上写真=プロ初の開幕戦に向けて練習に励む新井(写真◎石倉利英)
夏の練習参加で懸命のプレー
産業能率大から今季、ガイナーレ鳥取に加入したMF新井泰貴にとって、プロ初のシーズン開幕が間近に迫った。J3リーグは当初予定されていた3月8日から約4カ月遅れて、6月27日に開幕する。始動からプレシーズン、公式戦延期や活動休止・再開など、いろいろな出来事があった期間を振り返り、新井は「1月に合流してから長かったですが、充実していました」と振り返った。
神奈川県の湘南レオーネから湘南ベルマーレジュニアユース、同ユースを経て産業能率大へ。卒業後を1年後に控えた昨年の春、まず取り組んだのは、一般企業への就職活動だったという。「プロでサッカーをしたい思いはありましたが、人として就職活動を経験して、どんな企業があるのか知りたかった」という考えがあり、実際に1社から内定も。「就職活動をしたことで、あらためてプロサッカー選手になりたい思いが強くなった」が、一区切りついた後は関東大学2部リーグでのプレーに集中していた。
話が動き始めたのは昨年の夏。大学の練習がオフで、寮から実家に戻っていたときに、鳥取から練習参加の話が舞い込んだ。懸命のプレーを見せながら「このチームでプレーしたいと思った」という熱意が実り、11月に加入内定が発表された。
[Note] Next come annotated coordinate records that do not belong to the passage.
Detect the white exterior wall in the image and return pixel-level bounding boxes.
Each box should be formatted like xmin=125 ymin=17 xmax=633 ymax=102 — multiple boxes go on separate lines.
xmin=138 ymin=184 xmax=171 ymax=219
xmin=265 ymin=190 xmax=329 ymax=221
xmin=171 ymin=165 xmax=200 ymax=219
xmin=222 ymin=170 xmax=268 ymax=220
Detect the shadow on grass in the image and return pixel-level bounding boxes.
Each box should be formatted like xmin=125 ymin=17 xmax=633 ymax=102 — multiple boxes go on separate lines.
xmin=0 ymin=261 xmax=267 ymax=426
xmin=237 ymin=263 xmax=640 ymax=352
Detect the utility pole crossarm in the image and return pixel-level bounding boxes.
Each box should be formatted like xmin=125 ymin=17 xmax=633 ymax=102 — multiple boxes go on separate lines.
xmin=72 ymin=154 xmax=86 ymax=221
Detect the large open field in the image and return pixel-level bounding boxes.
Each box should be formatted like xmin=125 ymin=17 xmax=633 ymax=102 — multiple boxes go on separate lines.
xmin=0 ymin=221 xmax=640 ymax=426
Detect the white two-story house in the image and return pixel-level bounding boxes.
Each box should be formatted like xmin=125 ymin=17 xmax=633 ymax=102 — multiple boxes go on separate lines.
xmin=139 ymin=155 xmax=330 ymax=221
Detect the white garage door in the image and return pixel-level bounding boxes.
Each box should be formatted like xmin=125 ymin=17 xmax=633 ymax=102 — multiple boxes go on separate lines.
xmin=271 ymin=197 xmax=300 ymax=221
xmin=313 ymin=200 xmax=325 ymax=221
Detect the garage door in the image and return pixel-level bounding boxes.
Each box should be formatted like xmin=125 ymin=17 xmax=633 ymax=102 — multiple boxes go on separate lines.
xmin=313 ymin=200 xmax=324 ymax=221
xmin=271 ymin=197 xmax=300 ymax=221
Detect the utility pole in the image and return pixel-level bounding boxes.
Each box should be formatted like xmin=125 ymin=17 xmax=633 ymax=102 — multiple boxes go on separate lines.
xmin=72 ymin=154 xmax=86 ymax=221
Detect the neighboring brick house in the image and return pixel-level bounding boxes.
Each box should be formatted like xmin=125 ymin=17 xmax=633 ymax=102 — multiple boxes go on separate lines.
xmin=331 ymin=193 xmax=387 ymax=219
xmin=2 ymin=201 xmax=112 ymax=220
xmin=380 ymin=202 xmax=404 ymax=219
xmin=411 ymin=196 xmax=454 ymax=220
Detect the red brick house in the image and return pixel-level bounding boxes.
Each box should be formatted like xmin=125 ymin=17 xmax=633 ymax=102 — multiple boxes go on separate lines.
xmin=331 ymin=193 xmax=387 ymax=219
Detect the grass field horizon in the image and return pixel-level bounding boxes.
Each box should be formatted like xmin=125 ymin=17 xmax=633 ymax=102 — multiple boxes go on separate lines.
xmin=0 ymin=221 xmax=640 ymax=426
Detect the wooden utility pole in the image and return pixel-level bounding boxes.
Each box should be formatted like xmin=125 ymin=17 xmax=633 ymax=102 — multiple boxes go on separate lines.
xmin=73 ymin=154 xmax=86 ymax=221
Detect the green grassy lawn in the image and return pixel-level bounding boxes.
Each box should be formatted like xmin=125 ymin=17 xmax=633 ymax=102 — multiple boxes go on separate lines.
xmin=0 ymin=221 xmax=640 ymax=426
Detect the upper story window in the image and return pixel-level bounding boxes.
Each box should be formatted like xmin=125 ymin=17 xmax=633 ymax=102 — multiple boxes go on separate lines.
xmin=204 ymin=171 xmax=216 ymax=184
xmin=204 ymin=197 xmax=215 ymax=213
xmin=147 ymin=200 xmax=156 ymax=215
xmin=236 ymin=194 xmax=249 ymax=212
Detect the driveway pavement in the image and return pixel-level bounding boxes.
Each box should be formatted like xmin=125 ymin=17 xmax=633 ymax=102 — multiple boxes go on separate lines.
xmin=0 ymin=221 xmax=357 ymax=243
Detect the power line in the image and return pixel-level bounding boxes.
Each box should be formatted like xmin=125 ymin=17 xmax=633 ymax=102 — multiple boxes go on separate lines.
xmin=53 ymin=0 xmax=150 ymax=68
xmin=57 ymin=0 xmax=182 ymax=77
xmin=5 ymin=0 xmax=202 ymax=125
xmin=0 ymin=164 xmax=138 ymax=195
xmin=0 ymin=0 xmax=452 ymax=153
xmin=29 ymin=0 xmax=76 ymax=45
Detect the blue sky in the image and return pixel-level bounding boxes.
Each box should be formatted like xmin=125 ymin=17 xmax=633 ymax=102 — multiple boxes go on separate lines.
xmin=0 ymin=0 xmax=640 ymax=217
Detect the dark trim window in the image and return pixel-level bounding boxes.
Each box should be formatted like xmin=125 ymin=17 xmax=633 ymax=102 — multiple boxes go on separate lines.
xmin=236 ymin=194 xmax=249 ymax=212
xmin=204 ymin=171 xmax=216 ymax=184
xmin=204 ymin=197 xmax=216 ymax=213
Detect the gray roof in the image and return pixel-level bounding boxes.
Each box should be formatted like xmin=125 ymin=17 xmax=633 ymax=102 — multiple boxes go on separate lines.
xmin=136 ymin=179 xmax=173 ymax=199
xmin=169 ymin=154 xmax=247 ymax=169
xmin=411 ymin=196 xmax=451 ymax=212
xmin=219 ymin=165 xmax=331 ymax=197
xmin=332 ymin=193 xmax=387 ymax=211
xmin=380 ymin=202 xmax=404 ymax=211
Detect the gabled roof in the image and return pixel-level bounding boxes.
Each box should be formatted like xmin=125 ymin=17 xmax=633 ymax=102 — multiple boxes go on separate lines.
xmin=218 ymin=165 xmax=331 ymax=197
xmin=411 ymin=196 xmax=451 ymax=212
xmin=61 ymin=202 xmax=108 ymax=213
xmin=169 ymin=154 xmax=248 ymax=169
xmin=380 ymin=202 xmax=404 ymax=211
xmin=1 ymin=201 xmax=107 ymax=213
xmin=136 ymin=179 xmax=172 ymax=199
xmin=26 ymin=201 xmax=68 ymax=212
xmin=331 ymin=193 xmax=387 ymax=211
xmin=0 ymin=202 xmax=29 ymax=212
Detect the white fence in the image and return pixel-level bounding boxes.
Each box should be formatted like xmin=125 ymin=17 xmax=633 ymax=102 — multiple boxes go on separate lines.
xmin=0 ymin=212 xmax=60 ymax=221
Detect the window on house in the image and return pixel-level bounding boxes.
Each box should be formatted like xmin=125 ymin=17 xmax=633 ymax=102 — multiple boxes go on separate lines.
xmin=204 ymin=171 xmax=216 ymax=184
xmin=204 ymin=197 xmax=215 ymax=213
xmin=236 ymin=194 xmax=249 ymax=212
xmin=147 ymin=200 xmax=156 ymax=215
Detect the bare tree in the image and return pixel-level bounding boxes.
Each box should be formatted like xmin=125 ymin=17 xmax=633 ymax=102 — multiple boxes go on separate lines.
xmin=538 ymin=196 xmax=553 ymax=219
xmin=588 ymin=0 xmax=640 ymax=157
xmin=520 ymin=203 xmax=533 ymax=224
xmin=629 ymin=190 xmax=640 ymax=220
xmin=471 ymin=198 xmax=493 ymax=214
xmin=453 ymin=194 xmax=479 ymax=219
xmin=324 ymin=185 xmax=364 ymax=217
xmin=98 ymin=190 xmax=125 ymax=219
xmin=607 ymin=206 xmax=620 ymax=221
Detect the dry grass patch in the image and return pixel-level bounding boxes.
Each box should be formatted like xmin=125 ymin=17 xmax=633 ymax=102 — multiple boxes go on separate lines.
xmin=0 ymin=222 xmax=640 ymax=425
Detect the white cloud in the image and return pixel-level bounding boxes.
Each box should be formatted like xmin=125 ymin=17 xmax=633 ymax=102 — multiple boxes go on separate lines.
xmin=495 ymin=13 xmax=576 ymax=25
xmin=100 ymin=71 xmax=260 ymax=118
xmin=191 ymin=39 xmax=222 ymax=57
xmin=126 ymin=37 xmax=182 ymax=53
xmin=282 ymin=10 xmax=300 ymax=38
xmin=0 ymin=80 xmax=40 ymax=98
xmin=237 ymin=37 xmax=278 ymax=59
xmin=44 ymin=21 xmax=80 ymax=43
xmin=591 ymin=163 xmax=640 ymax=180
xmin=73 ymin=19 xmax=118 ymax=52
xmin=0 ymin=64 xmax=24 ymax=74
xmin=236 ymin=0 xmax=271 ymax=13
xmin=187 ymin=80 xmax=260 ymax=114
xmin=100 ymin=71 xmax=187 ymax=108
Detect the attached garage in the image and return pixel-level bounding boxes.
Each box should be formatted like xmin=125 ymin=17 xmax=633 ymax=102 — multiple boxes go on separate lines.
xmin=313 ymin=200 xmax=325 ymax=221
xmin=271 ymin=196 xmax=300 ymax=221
6月13日のサンフレッチェ広島との練習試合ではボランチの一角でフル出場するなど、定位置確保を目指して奮闘している。「自分の特徴は守備面で、ボールを奪うプレーは、もっと出していく必要がありますが、少しずつ出せていると思います」と現状を分析。課題も見いだしており、「技術面や、状況に応じて判断を変えるプレーは、まだまだ周りと比べて劣っている」。開幕が遅れ、練習に費やす日々が長くなったことで、そうした課題を「より強く感じることができた」という。
2013年以来のJ2復帰を目指す鳥取で、やるべきことは理解している。「チームの目標を達成することはもちろん、試合に出て、自分の価値を見せなければいけない。チームの力になってこそ、自分も結果を残せる。強い気持ちでやっていきたい」。就職活動を経て、自らの力で切り開いたプロの道を、いよいよ歩き始める。